Abstract: Stencil computations comprise the compute-intensive core of many scientific applications. The data access pattern of stencil computations often requires several adjacent data elements of arrays to be accessed in innermost parallel loops. Although such loops are vectorized by current compilers like GCC and ICC that target short-vector SIMD instruction sets, a number of redundant loads or additional intra-register data shuffle operations are required, reducing the achievable performance. Thus, even when all arrays are cache resident, the fraction of peak performance achieved with stencil computations is considerably lower than machine peak. In this paper, we present a hardware-based solution for this problem. We propose an extension to the standard addressing mode of vector floating-point instructions in ISAs such as SSE, AVX, VMX etc. Focusing specifically on the SSE ISA, we propose an extended mode of paired-register addressing and its hardware implementation, to overcome the performance limitation of current short-vector SIMD ISA's for stencil computations. Further, we present a code generation technique that can be used by a vectorizing compiler when such instructions are implemented in the processor. Using an optimistic as well as a pessimistic emulation of the proposed instruction extension, we demonstrate the effectiveness of the proposed approach on top of SSE and AVX capable processors. We also synthesize parts of the proposed design using a 45nm CMOS library to show it would have minimal impact on processor cycle time.

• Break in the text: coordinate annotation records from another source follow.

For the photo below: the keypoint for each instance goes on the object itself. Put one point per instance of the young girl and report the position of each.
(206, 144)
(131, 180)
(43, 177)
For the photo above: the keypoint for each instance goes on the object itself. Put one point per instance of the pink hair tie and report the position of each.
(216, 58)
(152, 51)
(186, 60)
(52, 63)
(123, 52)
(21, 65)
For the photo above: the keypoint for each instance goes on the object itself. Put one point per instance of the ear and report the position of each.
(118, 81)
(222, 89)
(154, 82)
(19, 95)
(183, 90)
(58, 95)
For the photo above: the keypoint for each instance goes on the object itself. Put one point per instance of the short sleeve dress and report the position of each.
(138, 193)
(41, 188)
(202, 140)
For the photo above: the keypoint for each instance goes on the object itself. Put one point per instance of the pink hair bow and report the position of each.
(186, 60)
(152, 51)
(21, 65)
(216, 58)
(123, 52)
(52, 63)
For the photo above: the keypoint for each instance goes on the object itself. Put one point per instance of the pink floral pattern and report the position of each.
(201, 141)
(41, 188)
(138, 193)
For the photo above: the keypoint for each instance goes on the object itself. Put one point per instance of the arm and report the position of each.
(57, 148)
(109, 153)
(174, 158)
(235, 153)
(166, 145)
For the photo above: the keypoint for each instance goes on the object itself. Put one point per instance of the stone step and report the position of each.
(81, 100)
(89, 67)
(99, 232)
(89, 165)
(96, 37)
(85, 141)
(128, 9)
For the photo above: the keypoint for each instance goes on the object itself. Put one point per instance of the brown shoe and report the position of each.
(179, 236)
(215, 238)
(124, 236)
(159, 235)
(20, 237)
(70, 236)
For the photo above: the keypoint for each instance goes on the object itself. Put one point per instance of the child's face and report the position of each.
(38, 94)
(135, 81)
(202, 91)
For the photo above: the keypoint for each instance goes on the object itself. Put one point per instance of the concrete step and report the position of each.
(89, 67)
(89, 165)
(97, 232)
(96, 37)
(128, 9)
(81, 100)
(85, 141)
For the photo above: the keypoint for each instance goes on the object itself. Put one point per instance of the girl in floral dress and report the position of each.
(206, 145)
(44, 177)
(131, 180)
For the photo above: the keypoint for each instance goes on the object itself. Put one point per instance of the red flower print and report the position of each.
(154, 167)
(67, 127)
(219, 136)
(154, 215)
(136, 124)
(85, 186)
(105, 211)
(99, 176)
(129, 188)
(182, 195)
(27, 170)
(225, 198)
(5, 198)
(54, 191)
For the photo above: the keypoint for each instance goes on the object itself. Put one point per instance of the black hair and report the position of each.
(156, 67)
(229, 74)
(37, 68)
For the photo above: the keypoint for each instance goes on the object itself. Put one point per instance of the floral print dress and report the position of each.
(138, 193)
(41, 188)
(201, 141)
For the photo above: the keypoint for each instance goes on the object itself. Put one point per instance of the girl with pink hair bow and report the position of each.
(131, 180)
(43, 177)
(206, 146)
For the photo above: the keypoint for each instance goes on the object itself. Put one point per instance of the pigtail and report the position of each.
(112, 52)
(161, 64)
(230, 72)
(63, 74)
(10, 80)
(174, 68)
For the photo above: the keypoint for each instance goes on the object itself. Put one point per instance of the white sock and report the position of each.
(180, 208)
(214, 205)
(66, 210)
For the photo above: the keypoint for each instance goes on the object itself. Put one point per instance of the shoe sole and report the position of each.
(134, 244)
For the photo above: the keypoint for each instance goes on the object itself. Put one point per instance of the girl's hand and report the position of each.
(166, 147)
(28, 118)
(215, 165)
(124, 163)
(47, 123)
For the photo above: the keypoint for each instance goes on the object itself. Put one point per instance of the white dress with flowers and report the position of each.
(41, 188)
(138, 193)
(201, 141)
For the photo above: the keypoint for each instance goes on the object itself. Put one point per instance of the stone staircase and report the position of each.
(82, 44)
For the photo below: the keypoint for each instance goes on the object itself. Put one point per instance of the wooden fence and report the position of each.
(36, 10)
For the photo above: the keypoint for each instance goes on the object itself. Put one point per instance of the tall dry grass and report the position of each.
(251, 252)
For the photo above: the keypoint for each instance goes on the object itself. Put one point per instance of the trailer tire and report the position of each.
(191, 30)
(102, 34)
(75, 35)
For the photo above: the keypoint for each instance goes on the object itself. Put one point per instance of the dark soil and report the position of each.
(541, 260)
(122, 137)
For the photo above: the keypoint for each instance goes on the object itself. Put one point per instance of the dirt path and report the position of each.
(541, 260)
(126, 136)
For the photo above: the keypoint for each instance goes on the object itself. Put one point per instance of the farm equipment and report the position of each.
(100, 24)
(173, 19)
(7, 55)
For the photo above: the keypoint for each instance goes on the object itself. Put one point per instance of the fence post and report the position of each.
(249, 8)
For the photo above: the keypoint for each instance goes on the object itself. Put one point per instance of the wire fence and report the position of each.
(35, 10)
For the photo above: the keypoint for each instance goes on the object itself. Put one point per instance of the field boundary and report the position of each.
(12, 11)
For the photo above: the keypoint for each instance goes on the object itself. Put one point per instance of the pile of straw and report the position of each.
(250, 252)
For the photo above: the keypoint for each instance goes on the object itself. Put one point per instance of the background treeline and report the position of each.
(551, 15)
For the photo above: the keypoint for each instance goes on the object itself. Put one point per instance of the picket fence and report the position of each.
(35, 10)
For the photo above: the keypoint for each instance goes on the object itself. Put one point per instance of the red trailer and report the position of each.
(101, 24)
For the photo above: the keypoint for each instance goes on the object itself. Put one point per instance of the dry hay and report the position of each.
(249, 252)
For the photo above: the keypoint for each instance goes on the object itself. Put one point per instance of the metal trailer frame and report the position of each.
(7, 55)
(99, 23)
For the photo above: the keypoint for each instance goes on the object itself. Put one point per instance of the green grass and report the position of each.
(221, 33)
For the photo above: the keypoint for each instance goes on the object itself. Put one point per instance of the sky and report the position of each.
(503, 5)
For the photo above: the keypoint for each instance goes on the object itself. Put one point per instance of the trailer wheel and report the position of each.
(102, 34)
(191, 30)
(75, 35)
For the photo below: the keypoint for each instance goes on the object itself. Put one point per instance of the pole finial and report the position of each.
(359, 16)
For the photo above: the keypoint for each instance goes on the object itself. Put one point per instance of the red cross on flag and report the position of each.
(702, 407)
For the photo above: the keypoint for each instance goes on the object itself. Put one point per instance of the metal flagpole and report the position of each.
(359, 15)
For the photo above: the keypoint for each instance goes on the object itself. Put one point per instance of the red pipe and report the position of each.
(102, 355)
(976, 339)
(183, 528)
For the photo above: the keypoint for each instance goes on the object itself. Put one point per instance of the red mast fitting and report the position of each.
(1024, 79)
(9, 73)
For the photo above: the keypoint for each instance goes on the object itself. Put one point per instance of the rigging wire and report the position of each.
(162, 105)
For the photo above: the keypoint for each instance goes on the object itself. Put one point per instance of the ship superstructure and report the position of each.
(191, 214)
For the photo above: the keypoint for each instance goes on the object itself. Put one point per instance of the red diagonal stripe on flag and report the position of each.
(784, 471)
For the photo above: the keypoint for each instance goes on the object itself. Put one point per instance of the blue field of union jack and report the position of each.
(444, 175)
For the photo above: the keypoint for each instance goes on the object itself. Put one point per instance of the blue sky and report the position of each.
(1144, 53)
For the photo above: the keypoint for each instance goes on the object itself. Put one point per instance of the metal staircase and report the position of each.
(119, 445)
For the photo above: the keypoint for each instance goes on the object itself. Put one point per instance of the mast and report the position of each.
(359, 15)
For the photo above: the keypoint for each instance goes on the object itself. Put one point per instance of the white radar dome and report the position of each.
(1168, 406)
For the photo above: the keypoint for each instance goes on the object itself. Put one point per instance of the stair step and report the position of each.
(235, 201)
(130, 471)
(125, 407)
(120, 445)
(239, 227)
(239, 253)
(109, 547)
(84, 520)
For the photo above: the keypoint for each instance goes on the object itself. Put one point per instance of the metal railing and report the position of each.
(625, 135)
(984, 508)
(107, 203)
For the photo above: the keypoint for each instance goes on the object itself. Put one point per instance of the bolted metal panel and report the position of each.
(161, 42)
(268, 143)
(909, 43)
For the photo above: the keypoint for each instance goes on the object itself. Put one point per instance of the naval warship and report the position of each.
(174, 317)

Using a Reconfigurable L1 Data Cache for Efficient Version Management in Hardware Transactional Memory

Authors: Adria Armejach and Azam Seyedi (Barcelona Supercomputing Center, Universitat Politecnica de Catalunya), Ruben Titos (Universidad de Murcia), Ibrahim Hur, Osman S. Unsal, and Adrian Cristal (Barcelona Supercomputing Center), and Mateo Valero (Barcelona Supercomputing Center, Universitat Politecnica de Catalunya)

Abstract: Transactional Memory (TM) potentially simplifies parallel programming by providing atomicity and isolation for executed transactions. One of the key mechanisms to provide such properties is version management, which defines where and how transactional updates (new values) are stored. Version management can be implemented either eagerly or lazily. In Hardware Transactional Memory (HTM) implementations, eager version management puts new values in-place and old values are kept in a software log, while lazy version management stores new values in hardware buffers keeping old values in-place. Current HTM implementations, for both eager and lazy version management schemes, suffer from performance penalties due to the inability to handle two versions of the same logical data efficiently. In this paper, we introduce a reconfigurable L1 data cache architecture that has two execution modes: a 64KB general purpose mode and a 32KB TM mode which is able to manage two versions of the same logical data. The later allows to handle simultaneously old and new transactional values within the cache when executing transactional workloads. We explain in detail the architectural design and internals of this reconfigurable data cache (RDC) as well as the supported operations that allow to efficiently solve existing version management problems. We describe how the RDC can support both eager and lazy HTM systems, and we present two RDC-HTM designs. Our evaluation shows that the Eager-RDC-HTM and Lazy-RDC-HTM systems achieve 1.36x and 1.18x speedup, respectively, over state- of-the-art proposals. We also evaluate the area and energy effects of our proposal, and we find that RDC designs are 1.92x and 1.38x more energy-delay efficient compared to baseline HTM systems, with less than 0.3% area impact on modern processors.